La volonté de Benoit Labonté de ramener l’Expo à Montréal en 2020 n’a pas encore suscité beaucoup d’adhésion populaire. De plus, certaines directions envisagées ne correspondent pas aux directives du Bureau international des expositions (BIE).
L’urbaniste et chef du parti Projet Montréal Richard Bergeron rejette du revers de la main la proposition de M. Labonté d’organiser l’Expo 2020 sur les terrains créés par le recouvrement de l’autoroute Ville-Marie.

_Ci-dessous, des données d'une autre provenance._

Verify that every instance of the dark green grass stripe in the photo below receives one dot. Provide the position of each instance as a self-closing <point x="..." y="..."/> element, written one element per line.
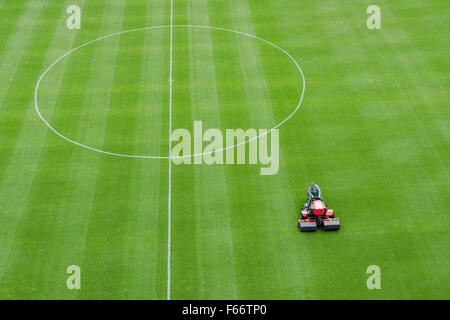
<point x="33" y="216"/>
<point x="113" y="209"/>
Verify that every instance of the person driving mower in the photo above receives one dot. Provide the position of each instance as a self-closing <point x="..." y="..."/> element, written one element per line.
<point x="313" y="193"/>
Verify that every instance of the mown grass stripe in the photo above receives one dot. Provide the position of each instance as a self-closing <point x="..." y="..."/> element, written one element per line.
<point x="24" y="157"/>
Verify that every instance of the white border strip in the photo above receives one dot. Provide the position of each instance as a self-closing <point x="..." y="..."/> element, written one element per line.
<point x="169" y="213"/>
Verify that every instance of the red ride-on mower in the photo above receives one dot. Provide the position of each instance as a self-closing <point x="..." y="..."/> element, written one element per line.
<point x="317" y="215"/>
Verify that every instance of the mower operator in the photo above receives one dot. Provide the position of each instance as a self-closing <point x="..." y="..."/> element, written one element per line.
<point x="313" y="193"/>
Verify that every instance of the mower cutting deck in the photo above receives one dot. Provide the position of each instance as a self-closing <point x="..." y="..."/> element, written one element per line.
<point x="317" y="215"/>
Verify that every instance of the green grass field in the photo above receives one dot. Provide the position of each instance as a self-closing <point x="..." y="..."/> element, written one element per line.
<point x="372" y="131"/>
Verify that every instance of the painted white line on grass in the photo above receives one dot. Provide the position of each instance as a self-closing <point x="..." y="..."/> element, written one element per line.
<point x="303" y="81"/>
<point x="169" y="213"/>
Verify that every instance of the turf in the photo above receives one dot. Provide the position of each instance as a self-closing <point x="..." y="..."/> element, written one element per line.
<point x="372" y="132"/>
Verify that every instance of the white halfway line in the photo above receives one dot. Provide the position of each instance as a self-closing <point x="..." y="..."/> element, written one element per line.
<point x="169" y="214"/>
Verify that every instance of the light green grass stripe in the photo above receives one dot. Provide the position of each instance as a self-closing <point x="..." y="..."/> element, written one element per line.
<point x="12" y="11"/>
<point x="147" y="195"/>
<point x="252" y="69"/>
<point x="14" y="50"/>
<point x="20" y="173"/>
<point x="215" y="256"/>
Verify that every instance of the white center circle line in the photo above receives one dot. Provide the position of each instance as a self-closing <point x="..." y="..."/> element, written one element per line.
<point x="303" y="81"/>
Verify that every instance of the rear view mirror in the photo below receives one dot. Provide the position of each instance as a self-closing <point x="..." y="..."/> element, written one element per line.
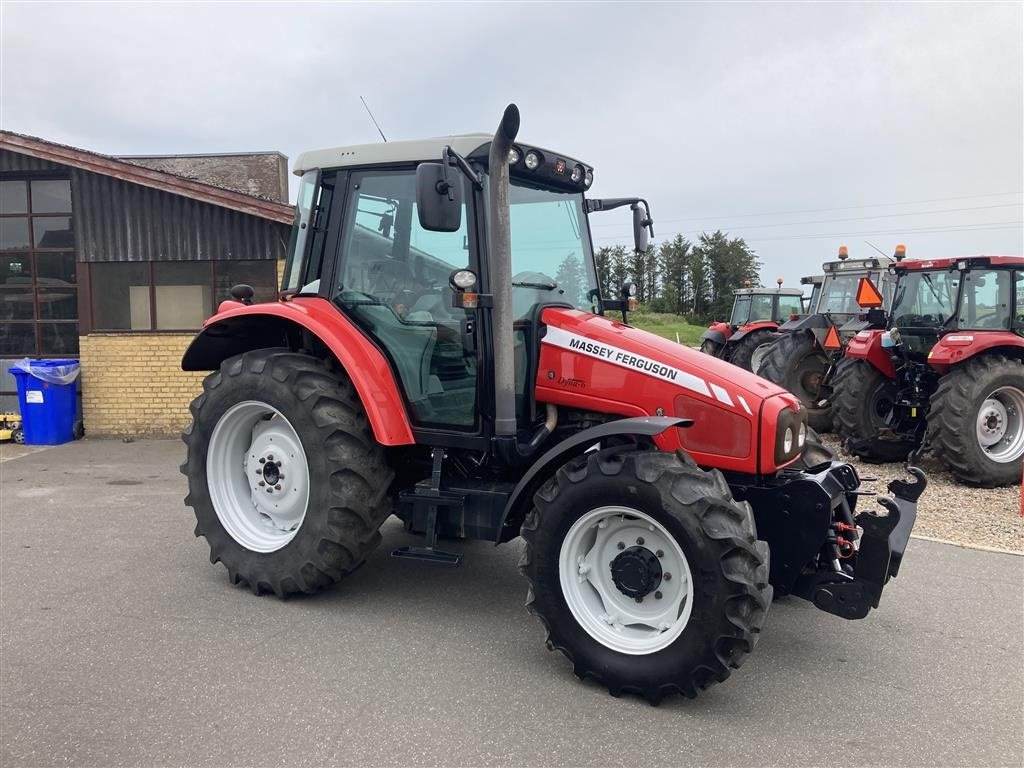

«Ça prend beaucoup plus de place que ça pour faire une exposition, affirme-t-il. Cet espace est beaucoup trop étroit. En plus, le Palais des congrès et le CHUM ont déjà réservé certains espaces. Il ne reste en réalité que l’espace entre la rue Hôtel-de-Ville et le boulevard Saint-Laurent et celui entre le square Viger et le pont Jacques-Cartier. À moins d’avoir une Expo ultra compacte, qui n’aura aucun panache, ça ne marche pas.»
L’idée de décentraliser l’Expo dans différents arrondissements n’est même pas envisageable selon les critères du BIE. «Une Expo doit être située sur un seul site bien délimité tel que stipulé par la Convention du BIE», indique Tomoko IImura, au secrétariat du BIE.
Certaines réserves
Du côté de Montréal, le projet n’a pas encore réellement levé. Chez Héritage Montréal, on n’est pas contre l’idée, même si on y ajoute plusieurs bémols. «Ce n’est pas une mauvaise idée pour relancer Montréal, mais il faudrait avoir un plan», estime Dinu Bumbaru, directeur des programmes de l’organisme.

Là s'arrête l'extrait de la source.